Every few years, Google announces a significant update to its organic search system. From the inclusion of semantic search in Hummingbird to the announcement of machine-learning (RankBrain). Google is trying to get better at two things: understanding the intent behind a query and understanding the language of webpages. The better Google gets at these two skills, the more people will use Google search.
Why does Google keep investing in their search engine? It’s because they simply cannot continue ranking pages based on keywords alone. Users have evolving expectations from Google in terms of answering their needs. Plus, their queries are getting longer and more conversational. Google’s only solution is a constant improvement in their technology.

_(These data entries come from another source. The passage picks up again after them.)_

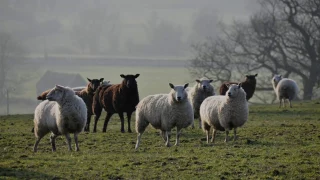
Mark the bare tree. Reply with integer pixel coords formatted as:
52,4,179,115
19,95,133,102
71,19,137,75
189,0,320,100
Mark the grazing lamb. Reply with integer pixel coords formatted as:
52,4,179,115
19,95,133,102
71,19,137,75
33,85,87,152
186,78,215,128
272,75,299,108
220,74,258,101
135,83,194,149
200,84,249,143
92,74,140,132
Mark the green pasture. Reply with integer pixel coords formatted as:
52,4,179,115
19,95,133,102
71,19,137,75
0,100,320,179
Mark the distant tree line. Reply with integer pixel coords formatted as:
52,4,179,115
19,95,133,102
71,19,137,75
189,0,320,102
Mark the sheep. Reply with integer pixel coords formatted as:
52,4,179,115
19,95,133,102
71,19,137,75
76,78,104,132
220,74,258,101
200,84,249,143
92,74,140,133
135,83,194,149
37,78,105,132
33,85,87,152
186,78,215,128
272,75,299,108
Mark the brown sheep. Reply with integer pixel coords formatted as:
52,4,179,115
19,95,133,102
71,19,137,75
92,74,140,132
220,74,258,101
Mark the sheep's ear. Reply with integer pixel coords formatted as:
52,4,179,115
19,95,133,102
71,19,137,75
169,83,174,89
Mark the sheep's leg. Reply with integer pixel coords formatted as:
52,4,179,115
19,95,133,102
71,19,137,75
279,99,282,108
118,112,125,133
65,133,72,151
127,112,132,133
175,127,181,146
50,134,58,152
224,129,229,142
84,112,91,132
202,122,211,144
102,112,113,132
211,128,217,143
74,133,80,151
135,132,142,149
33,136,43,152
93,111,101,132
233,128,238,141
191,118,195,129
288,99,292,108
166,131,171,147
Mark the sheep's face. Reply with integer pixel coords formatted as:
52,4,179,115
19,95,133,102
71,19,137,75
87,78,103,91
169,83,189,102
272,74,282,85
246,74,258,84
226,84,241,98
46,85,65,101
120,74,140,89
196,79,212,91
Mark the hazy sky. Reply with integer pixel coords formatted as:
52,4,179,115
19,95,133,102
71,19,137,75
0,0,256,56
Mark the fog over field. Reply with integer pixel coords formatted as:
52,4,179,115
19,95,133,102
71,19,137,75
0,0,256,114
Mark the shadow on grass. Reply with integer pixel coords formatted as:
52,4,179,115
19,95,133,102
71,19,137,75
0,167,63,180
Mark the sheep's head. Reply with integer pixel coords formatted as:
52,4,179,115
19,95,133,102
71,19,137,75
87,78,104,92
120,74,140,89
46,85,74,101
196,78,213,91
272,74,282,87
169,83,189,102
226,83,245,99
246,74,258,84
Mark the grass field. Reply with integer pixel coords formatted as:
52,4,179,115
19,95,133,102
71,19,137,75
0,101,320,179
0,65,191,114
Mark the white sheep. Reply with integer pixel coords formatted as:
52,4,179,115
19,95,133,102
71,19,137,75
200,84,249,143
272,75,299,108
33,85,87,152
187,77,215,128
135,83,194,149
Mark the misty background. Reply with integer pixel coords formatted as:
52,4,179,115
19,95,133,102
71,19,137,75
0,0,257,114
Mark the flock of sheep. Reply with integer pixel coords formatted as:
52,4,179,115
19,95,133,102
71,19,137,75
34,74,299,152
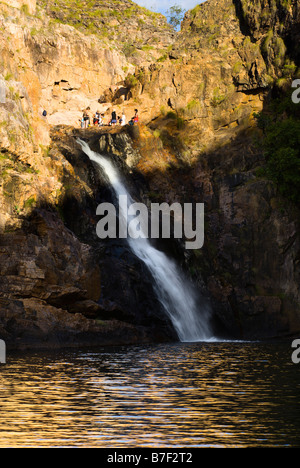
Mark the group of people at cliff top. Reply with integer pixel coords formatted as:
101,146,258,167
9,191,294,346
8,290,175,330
81,107,139,128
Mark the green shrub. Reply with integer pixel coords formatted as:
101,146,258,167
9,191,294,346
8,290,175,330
255,96,300,204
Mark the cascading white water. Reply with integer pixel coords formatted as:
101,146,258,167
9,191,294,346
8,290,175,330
79,140,213,342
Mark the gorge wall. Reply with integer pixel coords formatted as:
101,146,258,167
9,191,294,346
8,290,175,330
0,0,300,346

Let’s pause for a definition: Natural language processing (NLP) is a branch of artificial intelligence that helps computers understand, interpret and manipulate human language. NLP draws from many disciplines, including computer science and computational linguistics, in its pursuit to fill the gap between human communication and computer understanding. (Definition source.)
What do we know about BERT?
- BERT is an acronym for Bidirectional Encoder Representations from Transformers.
- BERT was previously released as an open-source base for pre-training deep learning models to ultimately boost natural language processing. It may sound complicated but think of it like gathering the materials before training an employee to do a particular job.
- BERT was announced as part of Google’s systems by Pandu Nayak (VP of Search) on Oct 25, 2019.
- Pandu says, “This technology enables anyone to train their own state-of-the-art question answering system.” Certainly Google.
The specific version of BERT that Google is using is very powerful. As Britney Muller explains it in her BERT video on MOZ, it’s a multi-tool that replaces several one-off tools. And it’s only going to get smarter.
Google started with Wikipedia as the corpus. BERT looks at clips of text and converts them to vectors. (Think of a vector as a translation for computers.) Then it uses a technique called masking to blank out a word. As part of the training protocol, text before and after the word (and maybe the entire clip of text) are reviewed. BERT is trying to figure out what the missing word is. The more it practices, the better it gets at understanding the context of the whole clip of text.
Additionally, the more Google can understand the question (query), and the more Google can understand the answers it finds around the web, the better Google can match the appropriate answer to a question.
Google says you cannot optimize for BERT. That makes sense. The training data is from Wikipedia. But, if you write poor, chunky, keyword-stuffed copy as part of your SEO campaigns, you can certainly improve that copy for a better natural language processing. Then, a smarter Google can see your improved copy, and consider using it as a result for more queries. If you write chunks of copy for eCommerce pages, or phone in your blog posts, I believe Google will now have a better idea of how low-quality your copy is.
As Google gets smarter, your content should be in step. I still see plenty of poorly written copy on the web. Or, content that is so complicated that context is missing for most normal readers. If you write for an average human, I believe you’ll have a better advantage when it’s your turn to get interpreted by Google. And maybe this will provide a higher likelihood of earning a rich snippet.